C’est arrivé un 22 mai…

C’est arrivé un 22 mai…

“A qui veut régénérer une Société en décadence, on prescrit avec raison, de la ramener à ses origines.” Léon XIII, Rerum Novarum

Alors rappelons-nous :

  • le 22 mai : saints du jour français ou en France.
    • Ste Julie, vierge et martyre († Ve s.), Patronne de la Corse

L’Église célèbre le 22 mai, la fête de l’illustre martyre corse sainte Ghjulia (Julie) qui partage avec sainte Devota le patronage de la Corse. Comme toujours lorsqu’il s’agit des saints des premiers siècles, la vie de sainte Julie divise les hagiographes.

La version des Bollandistes fut adoptée par le propre des offices du diocèse d’Aiacciu, mais elle n’est pas sans contradictions : sainte Julie, selon eux, serait issue d’une noble famille de Carthage. En l’an 439, les Vandales, sous la conduite de Genséric, soumirent toute la population de la ville.

Julie devint l’esclave d’un négociant natif de Syrie appelé Eusèbe. La jeune chrétienne se soumit à son maître, effectuant les tâches ménagères qui lui étaient confiées avec un zèle extrême et un dévouement sans égal.
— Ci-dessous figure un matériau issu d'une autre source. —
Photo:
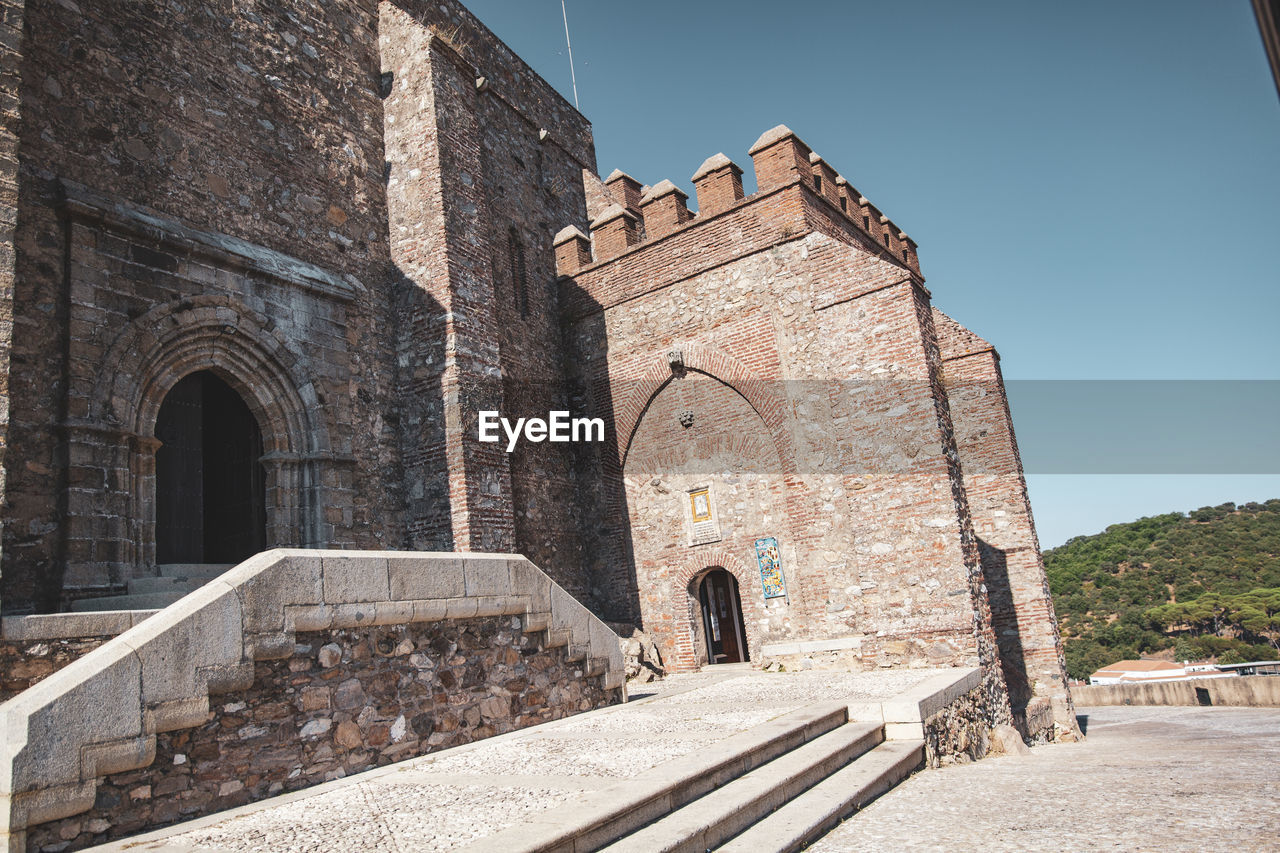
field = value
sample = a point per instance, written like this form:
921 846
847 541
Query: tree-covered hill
1205 584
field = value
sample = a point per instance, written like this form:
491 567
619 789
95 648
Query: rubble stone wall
289 669
344 701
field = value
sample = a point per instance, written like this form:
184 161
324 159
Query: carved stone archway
112 529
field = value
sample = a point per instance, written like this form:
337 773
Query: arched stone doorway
210 482
723 629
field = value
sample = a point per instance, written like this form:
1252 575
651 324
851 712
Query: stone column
458 489
10 58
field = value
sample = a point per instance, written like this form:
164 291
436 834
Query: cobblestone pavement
452 798
1146 779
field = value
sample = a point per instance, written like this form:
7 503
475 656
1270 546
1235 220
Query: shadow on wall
1004 621
603 511
419 418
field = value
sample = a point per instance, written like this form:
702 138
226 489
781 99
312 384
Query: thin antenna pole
571 72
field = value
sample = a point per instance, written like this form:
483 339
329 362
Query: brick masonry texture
347 213
343 702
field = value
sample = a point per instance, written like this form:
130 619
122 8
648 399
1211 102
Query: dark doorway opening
210 483
722 619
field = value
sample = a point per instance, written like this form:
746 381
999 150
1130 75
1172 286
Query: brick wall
826 350
10 58
343 210
140 109
1022 607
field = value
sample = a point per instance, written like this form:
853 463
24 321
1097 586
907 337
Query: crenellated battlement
780 159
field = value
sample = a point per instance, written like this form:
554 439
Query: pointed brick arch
763 393
684 602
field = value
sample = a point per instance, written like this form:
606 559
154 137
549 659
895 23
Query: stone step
142 585
816 811
204 570
144 601
612 812
728 810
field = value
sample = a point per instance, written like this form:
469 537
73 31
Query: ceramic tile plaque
771 568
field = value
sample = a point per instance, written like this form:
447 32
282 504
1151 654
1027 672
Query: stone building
266 260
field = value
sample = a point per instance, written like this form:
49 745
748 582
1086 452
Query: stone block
393 612
293 578
931 696
30 808
117 756
65 625
461 607
487 575
421 576
568 614
353 579
91 699
904 730
353 615
201 630
528 579
430 611
307 617
177 714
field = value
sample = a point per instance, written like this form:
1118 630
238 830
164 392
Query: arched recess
764 396
690 648
147 359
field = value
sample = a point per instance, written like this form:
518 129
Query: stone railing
452 626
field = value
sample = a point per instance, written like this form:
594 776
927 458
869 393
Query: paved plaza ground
1146 779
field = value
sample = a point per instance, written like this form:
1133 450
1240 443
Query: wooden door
181 474
722 619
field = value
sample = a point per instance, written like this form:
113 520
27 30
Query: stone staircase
776 787
172 583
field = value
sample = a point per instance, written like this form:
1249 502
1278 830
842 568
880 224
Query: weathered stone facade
368 222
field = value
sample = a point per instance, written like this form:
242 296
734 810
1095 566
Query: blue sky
1093 187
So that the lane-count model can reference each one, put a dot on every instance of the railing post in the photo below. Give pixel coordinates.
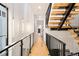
(64, 49)
(30, 44)
(78, 54)
(21, 47)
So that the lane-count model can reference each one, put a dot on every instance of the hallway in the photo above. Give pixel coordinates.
(39, 29)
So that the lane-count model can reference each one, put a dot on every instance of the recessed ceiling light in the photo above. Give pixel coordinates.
(39, 7)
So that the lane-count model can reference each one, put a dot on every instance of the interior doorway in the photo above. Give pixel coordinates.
(3, 28)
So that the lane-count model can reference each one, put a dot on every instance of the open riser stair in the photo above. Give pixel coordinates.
(58, 14)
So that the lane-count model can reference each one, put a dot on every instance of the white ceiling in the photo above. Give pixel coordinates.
(42, 10)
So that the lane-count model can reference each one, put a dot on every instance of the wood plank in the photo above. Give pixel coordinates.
(58, 26)
(62, 12)
(77, 4)
(58, 22)
(60, 18)
(57, 5)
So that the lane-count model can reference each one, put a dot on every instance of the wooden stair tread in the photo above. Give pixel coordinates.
(39, 48)
(57, 5)
(58, 26)
(58, 22)
(62, 12)
(59, 18)
(77, 4)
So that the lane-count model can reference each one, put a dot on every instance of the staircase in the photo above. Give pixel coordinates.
(75, 35)
(61, 14)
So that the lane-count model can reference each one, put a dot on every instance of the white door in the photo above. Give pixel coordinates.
(39, 25)
(3, 28)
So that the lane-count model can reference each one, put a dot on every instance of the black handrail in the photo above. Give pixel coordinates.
(64, 45)
(74, 54)
(67, 14)
(21, 41)
(48, 13)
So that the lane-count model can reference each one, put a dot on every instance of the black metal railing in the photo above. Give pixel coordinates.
(74, 54)
(21, 45)
(48, 13)
(71, 5)
(56, 47)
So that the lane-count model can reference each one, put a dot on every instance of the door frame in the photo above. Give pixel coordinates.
(7, 27)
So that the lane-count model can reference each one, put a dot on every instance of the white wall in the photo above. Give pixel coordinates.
(20, 24)
(66, 37)
(75, 21)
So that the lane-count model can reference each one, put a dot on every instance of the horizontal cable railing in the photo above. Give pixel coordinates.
(56, 47)
(21, 44)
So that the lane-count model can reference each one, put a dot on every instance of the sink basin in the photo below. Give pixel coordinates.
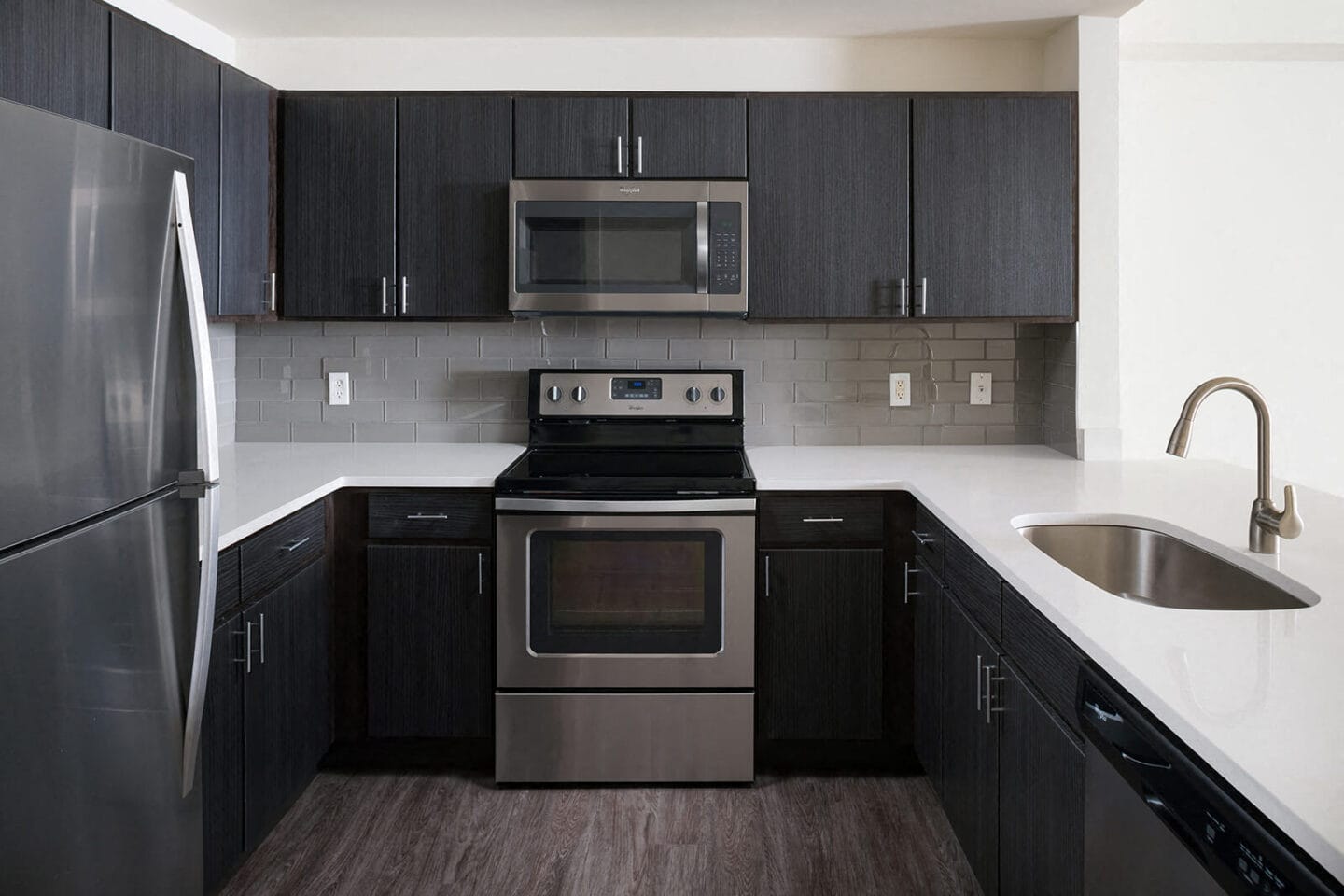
(1139, 563)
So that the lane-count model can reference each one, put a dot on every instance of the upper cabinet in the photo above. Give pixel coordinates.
(993, 207)
(168, 93)
(54, 57)
(830, 205)
(338, 205)
(246, 277)
(652, 137)
(452, 205)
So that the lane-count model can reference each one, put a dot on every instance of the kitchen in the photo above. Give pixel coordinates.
(623, 450)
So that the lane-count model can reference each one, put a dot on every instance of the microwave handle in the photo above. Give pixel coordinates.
(702, 247)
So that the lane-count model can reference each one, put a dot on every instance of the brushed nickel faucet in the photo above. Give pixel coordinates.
(1267, 523)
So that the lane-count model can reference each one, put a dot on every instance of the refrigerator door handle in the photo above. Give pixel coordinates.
(207, 426)
(204, 621)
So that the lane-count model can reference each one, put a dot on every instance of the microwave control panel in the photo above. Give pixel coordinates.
(726, 247)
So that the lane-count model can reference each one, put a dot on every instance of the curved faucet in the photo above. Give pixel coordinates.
(1267, 523)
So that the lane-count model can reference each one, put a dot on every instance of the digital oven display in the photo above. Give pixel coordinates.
(636, 390)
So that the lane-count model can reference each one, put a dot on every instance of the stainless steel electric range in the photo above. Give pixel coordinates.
(626, 581)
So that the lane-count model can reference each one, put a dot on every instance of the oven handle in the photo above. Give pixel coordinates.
(702, 247)
(552, 505)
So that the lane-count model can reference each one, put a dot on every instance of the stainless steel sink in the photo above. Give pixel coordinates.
(1154, 567)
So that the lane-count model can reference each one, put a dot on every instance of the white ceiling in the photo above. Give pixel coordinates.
(246, 19)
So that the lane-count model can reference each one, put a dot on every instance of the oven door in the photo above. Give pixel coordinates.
(625, 594)
(614, 246)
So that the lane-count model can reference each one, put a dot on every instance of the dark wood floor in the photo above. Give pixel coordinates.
(451, 833)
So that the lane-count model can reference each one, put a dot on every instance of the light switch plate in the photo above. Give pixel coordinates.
(981, 388)
(338, 388)
(901, 390)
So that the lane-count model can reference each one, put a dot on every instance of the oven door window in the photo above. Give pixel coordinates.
(622, 593)
(607, 247)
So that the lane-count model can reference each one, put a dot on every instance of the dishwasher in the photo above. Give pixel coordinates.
(1159, 823)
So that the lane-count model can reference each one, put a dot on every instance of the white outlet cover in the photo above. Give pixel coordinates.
(981, 388)
(901, 390)
(338, 388)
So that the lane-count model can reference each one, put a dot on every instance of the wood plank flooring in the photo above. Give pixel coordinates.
(434, 833)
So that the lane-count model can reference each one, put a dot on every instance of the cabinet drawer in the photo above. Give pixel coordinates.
(228, 594)
(1046, 656)
(274, 555)
(430, 514)
(974, 583)
(929, 538)
(821, 519)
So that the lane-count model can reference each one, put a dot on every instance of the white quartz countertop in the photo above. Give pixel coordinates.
(1257, 694)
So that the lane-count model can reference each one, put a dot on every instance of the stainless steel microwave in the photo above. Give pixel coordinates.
(628, 247)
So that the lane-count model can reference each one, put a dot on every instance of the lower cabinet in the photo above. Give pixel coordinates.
(430, 632)
(819, 636)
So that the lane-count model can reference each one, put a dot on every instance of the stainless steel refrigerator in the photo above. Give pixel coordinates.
(107, 512)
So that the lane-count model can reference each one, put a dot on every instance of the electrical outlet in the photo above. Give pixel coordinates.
(338, 388)
(981, 388)
(901, 390)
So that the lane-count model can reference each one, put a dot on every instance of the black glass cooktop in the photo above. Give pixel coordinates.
(625, 471)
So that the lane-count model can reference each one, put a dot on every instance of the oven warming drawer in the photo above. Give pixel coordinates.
(623, 737)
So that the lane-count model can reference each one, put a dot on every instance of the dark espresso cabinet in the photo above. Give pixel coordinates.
(430, 636)
(993, 205)
(452, 205)
(54, 57)
(819, 620)
(168, 93)
(246, 278)
(338, 205)
(830, 205)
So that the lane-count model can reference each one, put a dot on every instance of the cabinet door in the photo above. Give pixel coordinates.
(168, 93)
(700, 137)
(54, 57)
(830, 205)
(245, 199)
(430, 639)
(452, 205)
(222, 755)
(1041, 797)
(969, 757)
(993, 205)
(338, 217)
(571, 137)
(928, 599)
(287, 696)
(820, 645)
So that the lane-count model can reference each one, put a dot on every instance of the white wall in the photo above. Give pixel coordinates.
(723, 64)
(1231, 199)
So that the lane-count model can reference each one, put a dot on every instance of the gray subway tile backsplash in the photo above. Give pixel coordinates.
(806, 383)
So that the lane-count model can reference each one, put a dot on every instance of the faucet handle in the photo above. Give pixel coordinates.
(1289, 522)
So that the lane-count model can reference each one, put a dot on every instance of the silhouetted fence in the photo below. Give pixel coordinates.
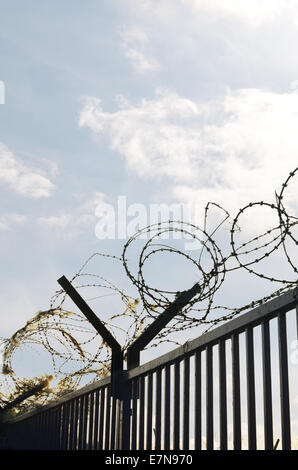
(233, 387)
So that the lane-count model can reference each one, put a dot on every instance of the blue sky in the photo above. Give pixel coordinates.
(161, 101)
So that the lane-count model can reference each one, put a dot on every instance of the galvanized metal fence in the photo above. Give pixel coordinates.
(233, 387)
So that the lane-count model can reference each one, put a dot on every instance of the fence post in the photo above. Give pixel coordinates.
(133, 352)
(117, 355)
(119, 385)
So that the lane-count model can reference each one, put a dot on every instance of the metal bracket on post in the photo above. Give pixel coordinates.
(117, 354)
(133, 352)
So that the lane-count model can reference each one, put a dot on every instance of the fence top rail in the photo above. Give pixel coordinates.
(268, 310)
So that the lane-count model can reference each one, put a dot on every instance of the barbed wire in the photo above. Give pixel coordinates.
(76, 350)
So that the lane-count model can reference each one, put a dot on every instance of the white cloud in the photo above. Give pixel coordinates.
(73, 223)
(7, 221)
(232, 150)
(23, 180)
(254, 13)
(135, 47)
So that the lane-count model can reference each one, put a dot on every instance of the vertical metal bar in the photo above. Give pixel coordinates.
(57, 428)
(142, 410)
(86, 421)
(267, 389)
(125, 415)
(209, 397)
(76, 424)
(101, 421)
(113, 422)
(158, 410)
(176, 437)
(91, 421)
(236, 393)
(167, 408)
(96, 419)
(71, 425)
(284, 382)
(185, 442)
(251, 397)
(107, 418)
(149, 413)
(134, 385)
(81, 422)
(198, 401)
(223, 395)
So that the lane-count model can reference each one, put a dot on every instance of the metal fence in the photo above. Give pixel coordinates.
(234, 387)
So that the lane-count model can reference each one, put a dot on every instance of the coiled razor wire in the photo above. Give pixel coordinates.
(76, 350)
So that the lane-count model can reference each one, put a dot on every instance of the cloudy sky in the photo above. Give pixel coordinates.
(168, 101)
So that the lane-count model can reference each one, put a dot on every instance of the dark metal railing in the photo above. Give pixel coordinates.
(213, 392)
Lorsqu’Eusèbe s’embarqua pour la Gaule où l’entraînait son commerce, il ne voulut se séparer de sa servante et l’emmena avec lui. Leur bateau fit escale en Corse. Ils débarquèrent près de Nonza où précisément ce jour-là, on célébrait les dieux et l’on s’apprêtait à faire le sacrifice d’un taureau. Eusèbe, le maître de sainte Julie, se joignit donc aux habitants de Nonza qui célébraient la fête des dieux païens. Julie, elle, se tint à l’écart sans cacher néanmoins sa réprobation. Très vite, le gouverneur de la région en fut averti et demanda à Eusèbe qu’il lui livrât cette jeune chrétienne. Eusèbe tenait à sa dévouée servante et ne voulut à aucun prix la lui donner. Félix, le gouverneur, invita donc Eusèbe à partager son repas et l’enivra. Lorsque le marchand fut profondément endormi, il se fit apporter la jeune chrétienne et lui demanda de sacrifier aux dieux. La réponse hardie de sainte Julie signa son arrêt de mort. On lui frappa le visage jusqu’au sang, on la traîna par les cheveux, on la fouetta avec barbarie. Enfin, on la fit attacher à une croix sur laquelle elle mourut comme le Christ qu’elle avait servi pendant sa courte existence. On dit alors qu’une colombe s’échappa de sa bouche, symbole d’Innocence et de sainteté. Des religieux de l’Île de Gorgone (ou Marguerite) vinrent chercher son corps et le placèrent à l’abri dans leur monastère.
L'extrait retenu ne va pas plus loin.